Und auch die hoffentlich zahlreichen Konsumenten, die letztlich unsere Aufnahmen hören werden, verfügen in dieser Hinsicht über eine enorme Erfahrung, denn jeder von uns hat in seinem Leben in der Regel bestimmt einige Tausend Stimmen gehört, und viele davon singend. Machen wir im Studio oder beim Homerecording von Vocals also etwas falsch, bleibt das kaum unentdeckt. Und ist das wichtigste Signal einer Mischung nicht optimal, kann der Rest noch so toll sein, aber er wird den Gesamteindruck nicht retten können.
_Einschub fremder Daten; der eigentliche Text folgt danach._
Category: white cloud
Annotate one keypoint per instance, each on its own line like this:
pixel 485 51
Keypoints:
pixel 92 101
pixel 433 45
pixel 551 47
Im Zusammenhang mit der Stimme gibt es ein grundsätzliches Problem, das gleichzeitig aber auch eine ganz besondere und durchaus positive Eigenschaft ist: Wie sich ein Mensch fühlt, spiegelt sich sehr schnell in seiner Stimme wieder. Jeder kennt wohl die Situation, dass sich das Gegenüber am Telefon nur mit seinem Namen meldet und man unmittelbar das Gefühl hat, dass mit ihm irgend etwas nicht in Ordnung ist:“Was ist mit dir denn los? Traurig? Was getrunken? Beides?“. Einen verunsicherten oder wütenden Sänger braucht man nicht vor dem Mikrofon, es sei denn, der Song verlangt eine verunsicherte oder wütende Stimme.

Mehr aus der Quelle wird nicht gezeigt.